Stefan Tytus Dąbrowski


Stefan Tytus Zygmunt Dąbrowski of Radwan coat of arms - Physician, physiologist, biochemist, and Polish politician. Rector: Adam Mickiewicz University - Poznań, Poland.

Biography

Stefan Tytus Zygmunt Dąbrowski of Radwan coat of arms was born on January 31, 1877, in Warsaw, Poland, into an intelligentsia family.

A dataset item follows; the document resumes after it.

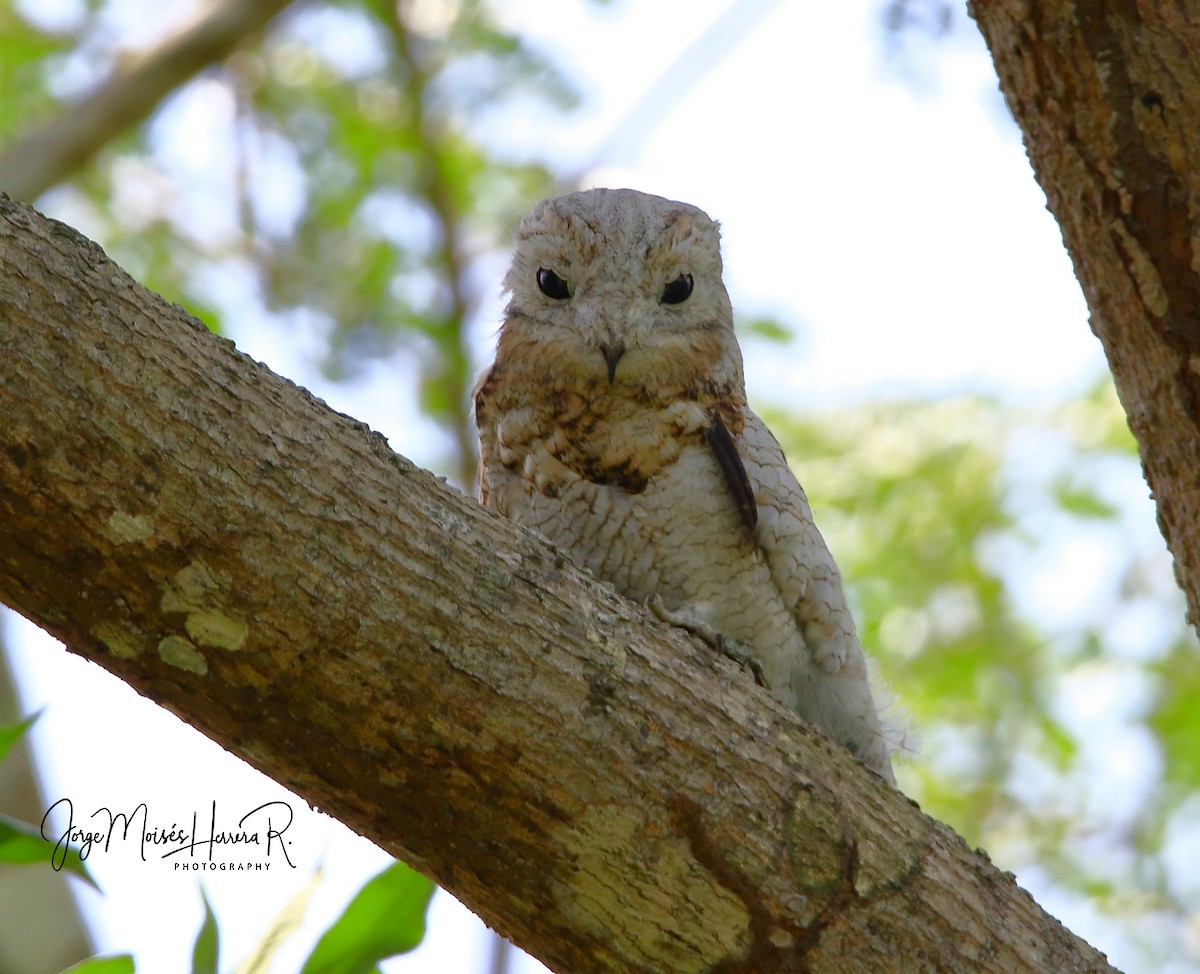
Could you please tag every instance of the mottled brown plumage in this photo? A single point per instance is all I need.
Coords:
(615, 422)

Dąbrowski's szlachta family was a fundamental influence on his life, which included growing up in an atmosphere of patriotism in the environs of Warsaw at the end of the nineteenth century.
In January 1919, Poland's Prime Minister and Minister of Foreign Affairs, Ignacy Jan Paderewski, made Dąbrowski Vice-Minister of Foreign Affairs.
On May 11, 1939, the Senate of Adam Mickiewicz University in Poznań chose Dąbrowski, a professor, for the position of rector; however, the explosion of war beginning with Nazi Germany's invasion of Poland on September 1, 1939, made the accession of Dąbrowski's rectorial duties impossible. Dąbrowski had foreknowledge of events in 1939, and spent the duration of the war in many localities hiding from the Gestapo, Nazi Germany's secret police. Under the Nazi's Generalplan Ost, more than 61,000 Polish activists, intelligentsia, nobles, actors, former officers, etc., were to be interned or shot. Nazi racist ideology dictated the Polish elite were largely Nordic, and thus capable of dynamic leadership, therefore their liquidation or internment would deprive the Slavonic masses of Poland of any effective resistance.